Rob Thomas: I think it’s either our first or the second show – it literally kicks off everything as far as the full band goes. So that’s kind of exciting, because we could totally screw up and that’s always good. I mean, I’m lucky enough, just like with Matchbox, I’ve had the same solo band now since 2004, so it’s another family that I kind of step into. These guys are a little different, they’re kind of player’s players, and it’s just about pure joy and energy and fun, and getting everybody in that shared moment. So hopefully it’s just a chance for everybody to unplug and leave everything else behind, and just spend a couple of hours celebrating life with everyone around them.

JM: I understand that the show is a benefit for the Sidewalk Angels Foundation.
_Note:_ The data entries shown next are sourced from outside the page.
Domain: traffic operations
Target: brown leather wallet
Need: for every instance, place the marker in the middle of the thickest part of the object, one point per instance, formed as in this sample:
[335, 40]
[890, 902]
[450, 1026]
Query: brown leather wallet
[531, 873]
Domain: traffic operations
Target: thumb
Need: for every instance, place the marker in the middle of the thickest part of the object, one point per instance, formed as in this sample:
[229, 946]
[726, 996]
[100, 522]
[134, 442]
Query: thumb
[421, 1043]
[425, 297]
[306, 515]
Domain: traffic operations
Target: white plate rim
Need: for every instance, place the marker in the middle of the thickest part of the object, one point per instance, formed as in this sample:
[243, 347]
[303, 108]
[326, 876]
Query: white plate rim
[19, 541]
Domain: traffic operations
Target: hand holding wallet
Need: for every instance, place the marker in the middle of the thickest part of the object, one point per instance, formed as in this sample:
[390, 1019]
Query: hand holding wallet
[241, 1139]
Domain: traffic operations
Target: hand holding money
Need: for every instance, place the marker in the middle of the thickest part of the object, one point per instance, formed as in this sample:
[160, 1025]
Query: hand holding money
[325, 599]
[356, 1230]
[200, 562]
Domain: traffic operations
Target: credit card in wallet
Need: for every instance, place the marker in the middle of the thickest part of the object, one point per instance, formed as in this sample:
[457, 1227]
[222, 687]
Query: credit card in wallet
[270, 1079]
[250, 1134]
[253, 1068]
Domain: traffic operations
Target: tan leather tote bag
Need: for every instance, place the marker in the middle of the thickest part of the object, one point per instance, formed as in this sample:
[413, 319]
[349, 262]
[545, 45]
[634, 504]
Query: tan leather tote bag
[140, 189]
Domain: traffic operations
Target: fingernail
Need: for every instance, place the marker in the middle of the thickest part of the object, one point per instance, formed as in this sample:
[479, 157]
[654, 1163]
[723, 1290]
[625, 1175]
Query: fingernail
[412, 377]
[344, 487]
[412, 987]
Can you tell us a bit about that?

RT: My wife and I started it over 15 years ago. It started off so that we could get other shelters and no-kill shelters off the ground around the entire country. Then we moved into helping with animal rescues all over the world – Puerto Rico, Jamaica – and working with different advocate groups and also working with homeless shelters that take in people with their animals so that when they get displaced they can keep their animals with them. Some people, like me, if I lost everything and I had my boys with me I would probably live on the street and I would take them to a shelter with me. And there’s groups that we work with that help kids with autism, and animals are the only thing that can help them communicate.

So it’s branched out from just the 23 or 24 different shelters that we’ve actually helped build off the ground and get them medical centers and get kennels and run and all those things. It’s kind of branched out into everything that we can possibly do to help people to find ways that people can better understand the relationship between us and animals. It you go to sidewalkangels.org, you can actually find things in your local area, where we’re starting to help that you can find out about so that you can donate, because even if you’re not donating to Sidewalk Angels, maybe you’ll find something that we’re working with that appeals to you.


JM: I understand that you have a new album coming out, Chip Tooth Smile. What, to you, is special about the new album?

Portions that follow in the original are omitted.